Biological Computation group, Microsoft Research, Cambridge, CB1 2FB, UK.
Department of Genetics, Harvard Medical School, Harvard University, Boston, MA, 02115, USA.
Commun Biol. 2021 Jan 26;4(1):118. doi: 10.1038/s42003-020-01599-5.

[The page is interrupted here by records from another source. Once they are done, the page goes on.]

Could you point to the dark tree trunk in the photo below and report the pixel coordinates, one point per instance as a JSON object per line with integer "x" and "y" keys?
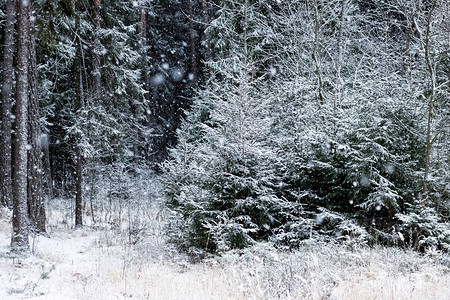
{"x": 7, "y": 92}
{"x": 78, "y": 107}
{"x": 20, "y": 222}
{"x": 193, "y": 36}
{"x": 430, "y": 104}
{"x": 36, "y": 206}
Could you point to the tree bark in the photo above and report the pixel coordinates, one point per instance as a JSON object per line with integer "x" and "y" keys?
{"x": 78, "y": 107}
{"x": 7, "y": 92}
{"x": 20, "y": 222}
{"x": 430, "y": 104}
{"x": 193, "y": 35}
{"x": 36, "y": 206}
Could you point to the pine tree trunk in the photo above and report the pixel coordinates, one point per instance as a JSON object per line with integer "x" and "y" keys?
{"x": 7, "y": 92}
{"x": 430, "y": 104}
{"x": 97, "y": 48}
{"x": 36, "y": 206}
{"x": 20, "y": 222}
{"x": 192, "y": 42}
{"x": 78, "y": 108}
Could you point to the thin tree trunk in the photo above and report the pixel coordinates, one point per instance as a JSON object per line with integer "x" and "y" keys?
{"x": 206, "y": 21}
{"x": 78, "y": 108}
{"x": 97, "y": 48}
{"x": 193, "y": 34}
{"x": 36, "y": 206}
{"x": 7, "y": 92}
{"x": 19, "y": 241}
{"x": 430, "y": 106}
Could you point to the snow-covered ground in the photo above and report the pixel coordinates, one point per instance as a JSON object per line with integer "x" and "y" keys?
{"x": 101, "y": 263}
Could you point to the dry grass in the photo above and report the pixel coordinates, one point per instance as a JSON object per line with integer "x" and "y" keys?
{"x": 100, "y": 263}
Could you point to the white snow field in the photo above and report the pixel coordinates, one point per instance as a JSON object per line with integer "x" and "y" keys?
{"x": 99, "y": 262}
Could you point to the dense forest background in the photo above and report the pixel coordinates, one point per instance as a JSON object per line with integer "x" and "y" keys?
{"x": 266, "y": 120}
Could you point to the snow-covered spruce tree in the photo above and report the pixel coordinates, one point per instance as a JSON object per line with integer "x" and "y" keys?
{"x": 220, "y": 181}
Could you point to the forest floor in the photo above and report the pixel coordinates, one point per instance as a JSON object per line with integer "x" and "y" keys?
{"x": 108, "y": 262}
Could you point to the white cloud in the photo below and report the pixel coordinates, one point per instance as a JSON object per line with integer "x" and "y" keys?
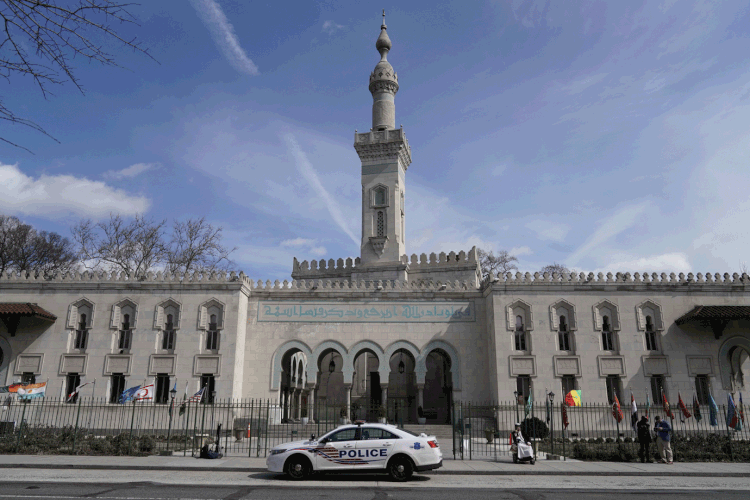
{"x": 129, "y": 172}
{"x": 677, "y": 262}
{"x": 55, "y": 196}
{"x": 224, "y": 36}
{"x": 547, "y": 230}
{"x": 330, "y": 27}
{"x": 520, "y": 251}
{"x": 308, "y": 172}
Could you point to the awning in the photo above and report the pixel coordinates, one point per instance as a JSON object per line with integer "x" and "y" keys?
{"x": 12, "y": 312}
{"x": 715, "y": 317}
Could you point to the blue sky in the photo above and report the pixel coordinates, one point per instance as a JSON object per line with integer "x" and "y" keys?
{"x": 609, "y": 136}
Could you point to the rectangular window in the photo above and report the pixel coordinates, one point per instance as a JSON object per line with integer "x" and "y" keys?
{"x": 212, "y": 340}
{"x": 117, "y": 387}
{"x": 162, "y": 388}
{"x": 613, "y": 388}
{"x": 563, "y": 340}
{"x": 126, "y": 339}
{"x": 657, "y": 386}
{"x": 167, "y": 342}
{"x": 209, "y": 382}
{"x": 702, "y": 389}
{"x": 568, "y": 384}
{"x": 523, "y": 386}
{"x": 81, "y": 338}
{"x": 72, "y": 381}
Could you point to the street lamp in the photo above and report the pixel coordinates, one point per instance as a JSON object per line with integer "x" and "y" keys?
{"x": 551, "y": 396}
{"x": 172, "y": 393}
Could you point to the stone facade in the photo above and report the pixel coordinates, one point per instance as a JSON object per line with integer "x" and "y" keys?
{"x": 424, "y": 330}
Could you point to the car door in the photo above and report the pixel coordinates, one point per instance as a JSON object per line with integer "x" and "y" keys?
{"x": 339, "y": 451}
{"x": 375, "y": 446}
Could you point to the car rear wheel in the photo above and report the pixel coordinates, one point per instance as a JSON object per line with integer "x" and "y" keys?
{"x": 400, "y": 469}
{"x": 297, "y": 468}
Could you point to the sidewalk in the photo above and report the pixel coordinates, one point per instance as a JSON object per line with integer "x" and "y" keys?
{"x": 450, "y": 467}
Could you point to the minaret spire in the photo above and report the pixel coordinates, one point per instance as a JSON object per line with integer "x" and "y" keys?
{"x": 383, "y": 85}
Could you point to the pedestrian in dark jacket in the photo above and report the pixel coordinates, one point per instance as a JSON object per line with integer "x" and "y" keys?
{"x": 644, "y": 438}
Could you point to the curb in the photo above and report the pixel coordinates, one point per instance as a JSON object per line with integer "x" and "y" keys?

Molecular biologists rely on the use of fluorescent probes to take measurements of their model systems. These fluorophores fall into various classes (e.g. fluorescent dyes, fluorescent proteins, etc.), but they all share some general properties (such as excitation and emission spectra, brightness) and require similar equipment for data acquisition. Selecting an ideal set of fluorophores for a particular measurement technology or vice versa is a multidimensional problem that is difficult to solve with ad hoc methods due to the enormous solution space of possible fluorophore panels. Choosing sub-optimal fluorophore panels can result in unreliable or erroneous measurements of biochemical properties in model systems. Here, we describe a set of algorithms, implemented in an open-source software tool, for solving these problems efficiently to arrive at fluorophore panels optimized for maximal signal and minimal bleed-through.
分子生物学家依赖于使用荧光探针来对其模型系统进行测量。这些荧光团属于不同的类别(例如荧光染料、荧光蛋白等),但它们都具有一些共同的特性(如激发和发射光谱、亮度),并且需要类似的设备来进行数据采集。为特定的测量技术选择理想的荧光团集,或者反之,是一个多维问题,由于可能的荧光团面板的巨大解决方案空间,很难用特定方法来解决。选择次优的荧光团面板可能会导致模型系统中生化特性的不可靠或错误测量。在这里,我们描述了一组算法,这些算法在一个开源软件工具中实现,可用于有效地解决这些问题,从而得出针对最大信号和最小串扰优化的荧光团面板。